A estrutura integra o futuro Laufenburg Technology Centre, que engloba:
- Edifício de 180 metros de comprimento e 78 metros de largura
- Área construída total de 20 mil metros quadrados
- Centro de dados dedicado a aplicações de inteligência artificial
- Sistema de reaproveitamento de calor residual para aquecimento urbano
- Geração estimada de 300 empregos na região
Por que guardar energia renovável é um problema tão difícil de resolver?
Sol e vento não produzem eletricidade de forma constante. Em dias de alta geração solar ou eólica, pode sobrar energia. Em momentos de pico de consumo, pode faltar estabilidade. Sem um sistema de armazenamento eficiente, essa energia excedente se perde.
É exatamente esse gap que projetos como o de Laufenburg buscam preencher. A Swissgrid, operadora da rede de alta tensão suíça, planeja se conectar ao complexo, o que seria uma primeira vez na história do país. Para a operadora, instalações dessa dimensão devem se tornar peças centrais da rede elétrica do futuro.

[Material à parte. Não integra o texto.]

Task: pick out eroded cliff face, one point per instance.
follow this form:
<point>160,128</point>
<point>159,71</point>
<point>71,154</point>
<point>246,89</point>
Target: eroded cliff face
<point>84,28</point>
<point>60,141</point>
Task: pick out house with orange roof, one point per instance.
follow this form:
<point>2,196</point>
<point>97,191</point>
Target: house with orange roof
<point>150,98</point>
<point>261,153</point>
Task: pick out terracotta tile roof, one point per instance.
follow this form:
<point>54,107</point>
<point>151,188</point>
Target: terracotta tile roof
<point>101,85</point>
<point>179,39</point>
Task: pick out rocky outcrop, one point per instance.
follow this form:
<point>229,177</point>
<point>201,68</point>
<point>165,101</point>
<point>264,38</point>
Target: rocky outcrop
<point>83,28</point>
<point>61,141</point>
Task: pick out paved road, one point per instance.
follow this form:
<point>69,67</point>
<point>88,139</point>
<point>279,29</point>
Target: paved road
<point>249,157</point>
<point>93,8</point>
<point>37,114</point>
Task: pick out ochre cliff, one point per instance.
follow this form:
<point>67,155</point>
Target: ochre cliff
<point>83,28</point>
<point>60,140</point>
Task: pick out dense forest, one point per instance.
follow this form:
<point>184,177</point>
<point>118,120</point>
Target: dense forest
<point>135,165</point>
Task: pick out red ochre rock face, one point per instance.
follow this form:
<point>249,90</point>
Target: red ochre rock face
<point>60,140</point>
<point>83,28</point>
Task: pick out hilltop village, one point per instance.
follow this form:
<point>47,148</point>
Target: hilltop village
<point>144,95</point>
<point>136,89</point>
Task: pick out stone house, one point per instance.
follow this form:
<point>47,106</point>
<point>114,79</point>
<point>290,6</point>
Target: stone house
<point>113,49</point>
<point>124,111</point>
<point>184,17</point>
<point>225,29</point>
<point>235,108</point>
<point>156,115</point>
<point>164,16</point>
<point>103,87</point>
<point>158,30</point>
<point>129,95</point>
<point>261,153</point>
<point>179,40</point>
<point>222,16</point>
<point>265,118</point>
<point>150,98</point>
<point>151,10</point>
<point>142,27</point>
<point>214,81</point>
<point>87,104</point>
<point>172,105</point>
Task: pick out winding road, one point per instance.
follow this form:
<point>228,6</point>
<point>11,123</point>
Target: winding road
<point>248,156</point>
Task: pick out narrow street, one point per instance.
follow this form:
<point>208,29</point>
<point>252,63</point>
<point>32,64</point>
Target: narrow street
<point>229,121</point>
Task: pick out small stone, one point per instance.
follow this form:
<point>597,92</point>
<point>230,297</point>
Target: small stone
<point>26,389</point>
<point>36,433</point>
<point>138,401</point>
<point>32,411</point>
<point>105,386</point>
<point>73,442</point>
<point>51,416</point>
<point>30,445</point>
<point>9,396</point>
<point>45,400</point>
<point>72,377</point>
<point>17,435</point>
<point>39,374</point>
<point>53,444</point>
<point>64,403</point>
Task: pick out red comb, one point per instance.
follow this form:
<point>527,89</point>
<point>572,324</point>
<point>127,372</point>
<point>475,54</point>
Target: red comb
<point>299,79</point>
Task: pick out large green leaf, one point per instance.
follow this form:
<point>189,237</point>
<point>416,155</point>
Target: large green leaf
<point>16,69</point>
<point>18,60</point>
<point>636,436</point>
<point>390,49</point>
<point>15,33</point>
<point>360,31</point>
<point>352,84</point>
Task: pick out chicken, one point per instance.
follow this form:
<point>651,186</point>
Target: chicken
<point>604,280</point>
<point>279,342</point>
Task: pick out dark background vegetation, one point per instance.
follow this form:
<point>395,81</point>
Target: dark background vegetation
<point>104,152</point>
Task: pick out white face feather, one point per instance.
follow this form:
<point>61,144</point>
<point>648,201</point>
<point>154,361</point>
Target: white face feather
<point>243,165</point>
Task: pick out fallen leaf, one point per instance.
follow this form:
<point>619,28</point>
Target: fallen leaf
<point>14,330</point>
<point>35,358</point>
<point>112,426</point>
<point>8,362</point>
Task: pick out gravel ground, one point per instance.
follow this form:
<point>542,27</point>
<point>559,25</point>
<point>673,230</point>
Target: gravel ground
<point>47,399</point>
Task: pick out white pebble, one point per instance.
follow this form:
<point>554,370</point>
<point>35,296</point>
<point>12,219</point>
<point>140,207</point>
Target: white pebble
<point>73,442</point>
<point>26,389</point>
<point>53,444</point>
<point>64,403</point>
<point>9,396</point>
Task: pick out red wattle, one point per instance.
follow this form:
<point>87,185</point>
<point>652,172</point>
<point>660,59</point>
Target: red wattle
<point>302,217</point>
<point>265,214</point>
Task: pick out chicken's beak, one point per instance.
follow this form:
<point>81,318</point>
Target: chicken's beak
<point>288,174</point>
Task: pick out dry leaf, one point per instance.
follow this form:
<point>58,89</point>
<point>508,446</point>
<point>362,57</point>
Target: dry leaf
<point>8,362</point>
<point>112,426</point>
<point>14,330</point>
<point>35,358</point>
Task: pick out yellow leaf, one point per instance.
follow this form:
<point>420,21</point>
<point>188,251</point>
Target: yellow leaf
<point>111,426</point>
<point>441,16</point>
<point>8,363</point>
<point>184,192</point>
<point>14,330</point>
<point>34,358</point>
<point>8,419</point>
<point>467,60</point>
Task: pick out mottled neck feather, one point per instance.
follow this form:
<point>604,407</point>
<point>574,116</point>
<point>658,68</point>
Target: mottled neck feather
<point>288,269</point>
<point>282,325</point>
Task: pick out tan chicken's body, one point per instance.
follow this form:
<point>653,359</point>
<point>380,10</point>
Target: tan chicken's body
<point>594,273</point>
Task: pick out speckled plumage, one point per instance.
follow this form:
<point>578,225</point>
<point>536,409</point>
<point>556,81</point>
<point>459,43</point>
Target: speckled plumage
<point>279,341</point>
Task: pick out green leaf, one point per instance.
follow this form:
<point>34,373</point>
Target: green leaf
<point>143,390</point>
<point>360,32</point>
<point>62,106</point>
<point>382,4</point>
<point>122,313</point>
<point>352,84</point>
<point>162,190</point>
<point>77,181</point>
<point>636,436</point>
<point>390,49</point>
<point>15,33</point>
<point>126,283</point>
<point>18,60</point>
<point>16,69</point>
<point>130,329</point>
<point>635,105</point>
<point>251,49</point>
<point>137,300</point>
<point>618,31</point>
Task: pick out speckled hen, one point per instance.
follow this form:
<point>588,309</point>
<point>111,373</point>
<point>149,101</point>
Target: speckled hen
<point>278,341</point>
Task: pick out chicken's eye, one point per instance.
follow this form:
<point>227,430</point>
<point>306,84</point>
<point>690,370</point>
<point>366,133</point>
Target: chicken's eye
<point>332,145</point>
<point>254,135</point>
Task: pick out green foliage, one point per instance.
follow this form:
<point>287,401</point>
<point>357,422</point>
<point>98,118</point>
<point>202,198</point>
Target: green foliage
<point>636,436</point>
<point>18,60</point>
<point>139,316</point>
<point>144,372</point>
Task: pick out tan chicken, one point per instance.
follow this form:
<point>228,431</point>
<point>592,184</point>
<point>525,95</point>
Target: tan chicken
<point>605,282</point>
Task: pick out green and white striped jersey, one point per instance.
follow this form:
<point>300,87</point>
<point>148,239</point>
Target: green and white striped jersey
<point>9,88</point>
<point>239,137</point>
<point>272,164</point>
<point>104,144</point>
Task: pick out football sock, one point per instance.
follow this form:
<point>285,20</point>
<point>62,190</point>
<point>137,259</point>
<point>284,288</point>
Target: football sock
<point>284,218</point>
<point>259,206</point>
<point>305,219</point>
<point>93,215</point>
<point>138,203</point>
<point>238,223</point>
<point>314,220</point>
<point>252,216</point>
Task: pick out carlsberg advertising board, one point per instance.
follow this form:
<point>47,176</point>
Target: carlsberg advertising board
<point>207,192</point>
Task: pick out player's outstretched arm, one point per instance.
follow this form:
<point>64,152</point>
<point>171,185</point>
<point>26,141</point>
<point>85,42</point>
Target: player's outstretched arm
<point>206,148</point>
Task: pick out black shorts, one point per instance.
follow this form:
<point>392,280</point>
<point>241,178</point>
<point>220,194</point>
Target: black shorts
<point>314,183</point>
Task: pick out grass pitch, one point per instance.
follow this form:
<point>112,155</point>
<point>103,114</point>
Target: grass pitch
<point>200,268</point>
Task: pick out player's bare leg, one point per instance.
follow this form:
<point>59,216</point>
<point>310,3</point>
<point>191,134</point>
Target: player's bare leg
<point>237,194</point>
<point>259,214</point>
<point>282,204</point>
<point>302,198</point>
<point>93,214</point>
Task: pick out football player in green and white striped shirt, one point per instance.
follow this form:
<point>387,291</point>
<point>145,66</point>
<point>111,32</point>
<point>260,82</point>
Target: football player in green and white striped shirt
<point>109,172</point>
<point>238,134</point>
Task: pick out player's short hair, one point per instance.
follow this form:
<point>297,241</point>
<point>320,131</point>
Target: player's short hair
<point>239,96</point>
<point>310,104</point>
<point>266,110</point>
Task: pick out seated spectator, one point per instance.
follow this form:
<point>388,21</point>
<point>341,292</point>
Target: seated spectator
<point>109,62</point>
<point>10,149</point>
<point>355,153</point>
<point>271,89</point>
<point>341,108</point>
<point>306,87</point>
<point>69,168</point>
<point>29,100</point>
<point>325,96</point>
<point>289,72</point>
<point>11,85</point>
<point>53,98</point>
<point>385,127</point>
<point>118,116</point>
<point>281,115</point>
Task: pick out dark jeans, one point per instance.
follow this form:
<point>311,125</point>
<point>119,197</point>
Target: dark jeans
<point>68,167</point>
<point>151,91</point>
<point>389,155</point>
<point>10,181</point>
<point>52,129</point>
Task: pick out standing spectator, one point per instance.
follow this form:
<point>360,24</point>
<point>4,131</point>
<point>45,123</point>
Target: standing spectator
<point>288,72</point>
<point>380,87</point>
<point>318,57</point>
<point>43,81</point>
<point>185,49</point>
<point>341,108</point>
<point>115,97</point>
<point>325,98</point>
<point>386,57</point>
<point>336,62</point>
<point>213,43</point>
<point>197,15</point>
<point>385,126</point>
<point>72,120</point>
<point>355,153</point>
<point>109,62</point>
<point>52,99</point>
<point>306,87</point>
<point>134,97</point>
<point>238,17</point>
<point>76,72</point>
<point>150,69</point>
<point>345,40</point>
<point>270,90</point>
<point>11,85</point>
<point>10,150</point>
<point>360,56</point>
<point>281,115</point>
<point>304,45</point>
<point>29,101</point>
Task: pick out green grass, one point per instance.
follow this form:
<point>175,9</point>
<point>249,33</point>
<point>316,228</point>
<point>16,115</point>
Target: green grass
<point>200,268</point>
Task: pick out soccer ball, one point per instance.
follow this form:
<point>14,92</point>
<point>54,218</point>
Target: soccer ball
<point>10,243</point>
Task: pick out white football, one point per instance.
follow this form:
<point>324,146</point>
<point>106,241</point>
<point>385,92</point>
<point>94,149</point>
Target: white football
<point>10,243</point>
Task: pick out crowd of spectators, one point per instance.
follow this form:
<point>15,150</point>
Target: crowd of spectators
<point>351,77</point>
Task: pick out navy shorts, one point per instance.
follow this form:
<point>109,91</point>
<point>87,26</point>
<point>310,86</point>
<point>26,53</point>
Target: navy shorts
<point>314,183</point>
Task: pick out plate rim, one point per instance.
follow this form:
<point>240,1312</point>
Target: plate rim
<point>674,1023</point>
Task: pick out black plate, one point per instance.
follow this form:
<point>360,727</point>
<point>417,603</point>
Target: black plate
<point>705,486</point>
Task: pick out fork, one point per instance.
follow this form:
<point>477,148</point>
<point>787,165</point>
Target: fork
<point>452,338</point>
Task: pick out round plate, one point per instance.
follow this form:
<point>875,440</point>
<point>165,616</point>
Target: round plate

O papel da tecnologia no equilíbrio das redes europeias
A Europa enfrenta um dilema crescente: quanto mais energia renovável é integrada à rede, maior a necessidade de flexibilidade para absorver picos e vales de geração. Baterias de grande porte surgem como a resposta mais viável para evitar instabilidade e reduzir a dependência de usinas termelétricas acionadas em emergências.
O que diferencia esse projeto de outros sistemas de armazenamento?
Enquanto baterias de lítio dominam veículos e eletrônicos, a tecnologia de fluxo redox se destaca no armazenamento de longa duração e em grande escala. Os eletrólitos líquidos usados na FlexBase têm composição estimada em 75% de água e 25% de vanádio, com alternativas sendo estudadas em parceria com universidades suíças e alemãs.
Segundo dados do portal oficial de notícias da Suíça em português, o sistema também prestará serviços essenciais à rede, como estabilização de frequência e compensação de potência reativa, funções que baterias comuns não conseguem cumprir com a mesma velocidade de resposta.

Quando esse projeto entra em operação e quanto vai custar?
A FlexBase prevê colocar o sistema em funcionamento em 2029. O financiamento é inteiramente privado, com custo estimado entre 1 e 5 bilhões de francos suíços, o equivalente a aproximadamente 1,1 a 5,4 bilhões de euros.
O projeto ainda promete reduzir a emissão de 75 mil toneladas de dióxido de carbono ao longo dos próximos 30 anos em Laufenburg, graças ao reaproveitamento do calor gerado pelo sistema de resfriamento. O buraco que a Suíça cavou no subsolo pode não parecer muito à primeira vista, mas é o tipo de infraestrutura que costuma mudar silenciosamente a forma como países inteiros produzem e consomem energia.